Proof

Show that, for all integers n, if 5n is odd, then n is odd.
What type of proof technique did you use?

I used a contrapositive proof.

Contrapositive: If n is even then 5n is even.

If n is even then there exists a k \in \mathbb{Z} such that n = 2k
Using this assumption, 5n = 2 * 5k, and any number multiplied by two is an even number, so 5n is even.
This means the contrapositive is true, so the original claim is true as well.

Using the contrapositive: For all integers n, if n is even, then 5n is even.
So if n is even, then there exists k as an element of all real numbers such that n = 2k.
Thus 5n = 5(2k), and any number multiplied by an even integer (2k) is even.
So 5n is even which means this statement is true and if the contrapositive is true, then the original claim must be true.

Assume 5n is odd, n\in \mathbb{Z}, and that n is even.

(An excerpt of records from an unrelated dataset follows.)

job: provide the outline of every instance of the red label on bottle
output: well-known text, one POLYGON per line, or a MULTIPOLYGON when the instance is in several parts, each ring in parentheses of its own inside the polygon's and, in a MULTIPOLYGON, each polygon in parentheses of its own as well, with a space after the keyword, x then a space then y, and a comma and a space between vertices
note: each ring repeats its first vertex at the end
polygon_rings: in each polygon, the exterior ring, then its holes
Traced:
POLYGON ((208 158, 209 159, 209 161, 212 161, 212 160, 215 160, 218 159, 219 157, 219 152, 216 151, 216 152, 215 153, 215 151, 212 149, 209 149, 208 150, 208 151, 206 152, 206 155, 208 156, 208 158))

If n is even then by definition n = 2k such that \exists k\in\mathbb{Z}. So we have 5(2k)=10k pulling out a 2 we end up with 2(5k) which is even by definition so there’s no way 5n can be odd if n is even. Therefore the original statement stands.

proof by contradiction

I’m using a contrapositive proof.
If n is even, then 5n is even.
An even number means that there exists a k∈Z, so n = 2k. Then 5n = 5 * 2k which equals 2 * 5k. This is the same form as n = 2k, so 5n must also be even.